“We’re not what we were.” “There is no good death.” “You want to see what’s going to happen to the ones you love.” Writer/director Josh Margolin squeezes surprisingly funny freshness from the musty themes of aging, death, and lost autonomy in his poignantly written “Thelma,” a seriocomic “Mission Impossible” remix that casts June Squibb as the titular action hero in a slow-moving but still quietly epic revenge flick about elder fraud.
The debut filmmaker’s tribute to his extraordinary grandmother (the story supposedly recounts an actual experience of hers and features a clip of the real Thelma during the credits) almost sounds like the premise of a raunchy Melissa McCarthy romp or gender-swapped “Bad Grandpa” riff. When scam artists mess with the wrong 93-year-old woman — successfully convincing Thelma to mail them $10,000 bail for her grandson Daniel (a pitch-perfect Fred Hechinger), who isn’t in jail at all — she decides to find the criminals at the delivery address and get her money back. She has no special skills. She has no real plan. And she’s got to ditch that Life Alert.
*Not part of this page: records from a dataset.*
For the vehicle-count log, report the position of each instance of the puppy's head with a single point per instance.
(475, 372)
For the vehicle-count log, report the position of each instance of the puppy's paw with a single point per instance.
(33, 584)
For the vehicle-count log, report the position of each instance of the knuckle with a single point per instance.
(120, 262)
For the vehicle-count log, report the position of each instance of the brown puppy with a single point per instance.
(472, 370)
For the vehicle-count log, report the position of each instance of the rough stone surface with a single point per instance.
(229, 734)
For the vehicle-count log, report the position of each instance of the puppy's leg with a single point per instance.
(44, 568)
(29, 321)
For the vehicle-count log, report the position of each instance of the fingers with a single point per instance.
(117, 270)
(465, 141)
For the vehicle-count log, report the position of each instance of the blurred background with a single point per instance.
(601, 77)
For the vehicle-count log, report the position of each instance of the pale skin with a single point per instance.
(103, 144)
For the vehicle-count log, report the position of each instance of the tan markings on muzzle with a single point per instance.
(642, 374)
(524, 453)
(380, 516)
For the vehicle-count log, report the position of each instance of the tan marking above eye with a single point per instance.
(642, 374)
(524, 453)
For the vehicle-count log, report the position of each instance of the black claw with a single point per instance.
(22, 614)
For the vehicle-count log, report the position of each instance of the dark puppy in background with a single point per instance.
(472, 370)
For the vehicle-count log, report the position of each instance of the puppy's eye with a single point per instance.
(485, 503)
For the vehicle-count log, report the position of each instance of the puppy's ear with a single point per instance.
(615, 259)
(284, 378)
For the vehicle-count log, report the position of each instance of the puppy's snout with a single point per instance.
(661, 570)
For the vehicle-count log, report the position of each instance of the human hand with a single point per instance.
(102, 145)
Tasked with getting across the treacherous Los Angeles cityscape via motorized scooter, it’s easy to imagine Thelma encountering any number of outrageous local threats in a comedy-borne script out of a major movie studio. Think high-speed traffic. Rabid coyotes. Drug dealers or social media influencers, maybe. But Margolin is a more grounded and sensitive storyteller than that, choosing instead to bring action genre flair to the very real physical and psychological obstacles facing people in their 90s. As delivered to Sundance 2024, this shaggy character study is oddly more akin to something like Rob Minkoff’s “Stuart Little,” positioning Thelma as an ambitious underdog traversing an imposing and perilous planet filled with characters she may have met… only now she’s not so sure. (A clear fan of the callback, Margolin turns Thelma’s “Do I know you?” forgetfulness and repeated jokes about the horrifically named Souplantation chain into ongoing causes for smiles.)
Household stairs seem like towering skyscrapers. Jagged concrete plays like boiling lava. Hearing aids turn into comms devices and prove just as confoundingly high-tech. “If I fall, I’m toast!” Thelma declares early in the film, standing in her living room with Squibb’s shaky determination framing every step as a potentially cataclysmic mistake. With old pal Ben (the late Richard Roundtree, tender and badass as ever) as Thelma’s reluctant partner in crime — and the sometimes hapless Daniel and his anxious parents Gail (Parker Posey) and Alan (Clark Gregg) as her mission’s de facto opposition — “Thelma” centers the starring widow’s struggle to balance her boundless appetite for life with the practical limitations of her age and health.
Margolin and Squibb deftly explore that surprisingly complicated emotional tension, bringing to life a woman not yet ready to debate every tactical move she makes with the cadre back at headquarters. Simultaneously fragile and fearsome, the 94-year-old actress (she’s had a birthday since filming!) remains as enchanting and spunky as she was in 2013’s “Nebraska.” Her chemistry with Roundtree is platonic but contagious, and while your take on the scene in question might vary, there is a read of this film that sees Squibb getting seriously flirty with Malcolm McDowell, whose role is a surprise.
Meanwhile, Hechinger, Posey, and Gregg play infantilizing-yet-well-intentioned with care, only sometimes feeling like more of a calculated network sitcom cast than a lovable indie film family. The 23-year-old “White Lotus” star is particularly impressive as a semi-autobiographical stand-in for his director, exploring a subplot about young adulthood and executive dysfunction with nimble skill and investment — even if the idea isn’t fleshed out all the way and his girlfriend (Coral Peña) is a nothing character.
Society’s broad dismissal of old people has sparked a number of TV shows and films in recent years, with career legends Lily Tomlin and Jane Fonda seemingly cornering the market for older women with “Grace & Frankie,” “80 for Brady,” and last year’s “Moving On.” Although elements of “Thelma” may remind you of those actresses and projects, Squibb is softer and subtler — and Margolin is no imitator.
Having edited the film himself, the writer/director is sometimes overly indulgent in his pacing, producing an awkward cadence that makes Thelma’s story seem almost lost in thought at times. But that works better than you’d think, giving audiences an ambling journey to experience like a leisurely walk around your favorite grandparent’s retirement home. There are bits that lag enough to border on boring, and some of the beats go down especially stale. (It’s worth noting here that this is, for whatever reason, yet another movie to waste Nicole Byer’s talent with a barely there bit part.) Still, “Thelma” is one of a kind: a charming first at-bat for Margolin that you should underestimate no more than you would its namesake.
Grade: B-
“Thelma” premiered at the 2024 Sundance Film Festival. It is currently seeking distribution.